A messenger was dispatched to bring him [to heaven]. As his soul was leaving him, he said, “Tahor, tahor (pure, pure)!” [Bava Metziah 86a]
The Rambam, writes in Mishneh Torah (Laws of Tzaraas: Chapter 2, Halacha 9): “If there is doubt as to which came first, the white hairs or the white patch of skin, he is tamei (impure).” This is puzzling: How can the Rambam rule tamei contrary to the ruling of Rabbah bar Nachmeini, who was “unequalled in the laws of tzaraas?”
Kesef Mishneh (commentary on Rambam, ibid.) answers that there is a well known rule that, “the Torah is not in Heaven (Lo BaShamayim Hu),” (see Bava Metzia 59b). Namely, although the Torah is Hashem’s, He endowed it to the Jews, at which point He “lost control” over the final outcome of halacha (Jewish law). When there is a matter of halachic dispute, Hashem, so to speak, has no say in the matter. All decisions are to be rendered by the Jewish Beis Din (court), even if they rule contrary to Hashem’s own intent, to the extent that the Gemara concludes that even were a Heavenly voice to state that the halacha is according to a certain opinion, this would not change our outlook on the matter. (Indeed, it is this same principle that allows the “Heavenly Academy” to debate the matter with the Almighty, and which ultimately forced them to give over the final decision to Rabbah bar Nachmeini.)

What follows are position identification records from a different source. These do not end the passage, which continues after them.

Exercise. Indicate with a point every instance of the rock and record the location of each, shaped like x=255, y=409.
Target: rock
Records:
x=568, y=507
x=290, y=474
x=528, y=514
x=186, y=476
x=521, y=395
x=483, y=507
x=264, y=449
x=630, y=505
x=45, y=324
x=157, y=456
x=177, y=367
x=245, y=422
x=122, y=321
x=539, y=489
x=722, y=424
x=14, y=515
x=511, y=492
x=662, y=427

However, writes the Kesef Mishnah, this very principle also disqualifies the ruling of Rabbah bar Nachmeini. Since the words, “Tahor, tahor,” were uttered at the time of “his neshamah’s (soul’s) departure,” at which point he was, so to speak, more “there” than “here”, such a ruling can not be relied upon as having emanated from “this world,” and thus the Rambam is justified in ruling to the contrary.

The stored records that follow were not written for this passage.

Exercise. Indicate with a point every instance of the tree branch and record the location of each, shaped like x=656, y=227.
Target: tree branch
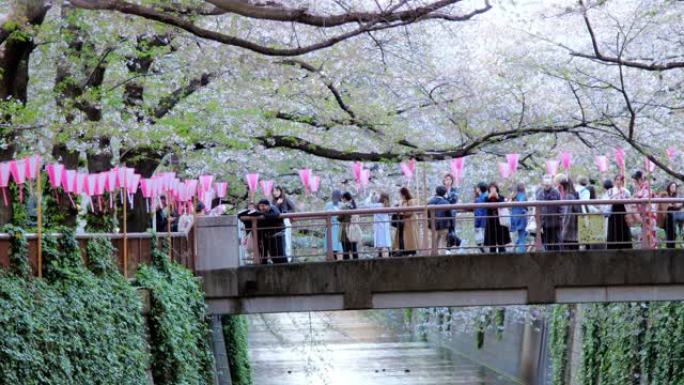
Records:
x=598, y=55
x=182, y=23
x=167, y=103
x=303, y=145
x=271, y=10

Chasam Sofer (Sha’alos ve-Teshuvos Chasam Sofer, Orach Chaim n. 208) takes exception to the Kesef Mishnah. If so, he argues, all rulings that were delivered close to any Sage’s death should be disqualified, for perhaps he uttered his ruling when he was already “more there than here!” To entertain such a thought is preposterous!

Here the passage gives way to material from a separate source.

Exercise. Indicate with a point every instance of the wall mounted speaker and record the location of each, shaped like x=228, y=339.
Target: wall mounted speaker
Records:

Rather, explains the Chasam Sofer, we must say the following: It appears from the Gemara that no one was present at the time of Rabbah bar Nachmeini’s death (the Gemara [ibid.] says that a note later fell from Heaven informing the Jews of Pumbedisa that he had died.) And even were someone present at the time of his death, how could they have known regarding what he was stating “Tahor, tahor?” We must conclude that this story only became known either by means of the same note that fell from Heaven, or by means of a “Heavenly voice,” or perhaps Eliyahu haNavi revealed the matter to the Sages of the Gemara.
Since knowledge of Rabbah’s ruling came only through such unusual means, it falls under the category of “Lo BaShamayim Hu – The Torah is not in Heaven,” and can not be accepted as the basis for halachic ruling. Thus the Rambam is justified in ruling to the contrary.
In relation to the above, I was thinking: Do we really appreciate what it means that Hashem gave us the Torah? His most prized possession – the blueprint of the universe and all its complexities – lies in our hands. Hashem relinquished His dominion over the Torah by handing it over to us. The trust implicit in this is enormous.
Jews in exile are compared to a metzora (tzaraas inflicted individual). Like us, the metzora too was banished from his home. Perhaps, homiletically we can find expression of this wonder in the opening words of parshas Metzora – “Zos Toras haMetzora – This is the Torah of the Metzora.” The exiled Jew, robbed of all material goodness, still possesses the most valuable item of all – the Torah.
As the Gemara states (Kiddushin 66a), “The Torah sits bound up alone in a corner; whomever wants may come and study her!” May we truly merit to comprehend its value, and to occupy our days exploring its riches!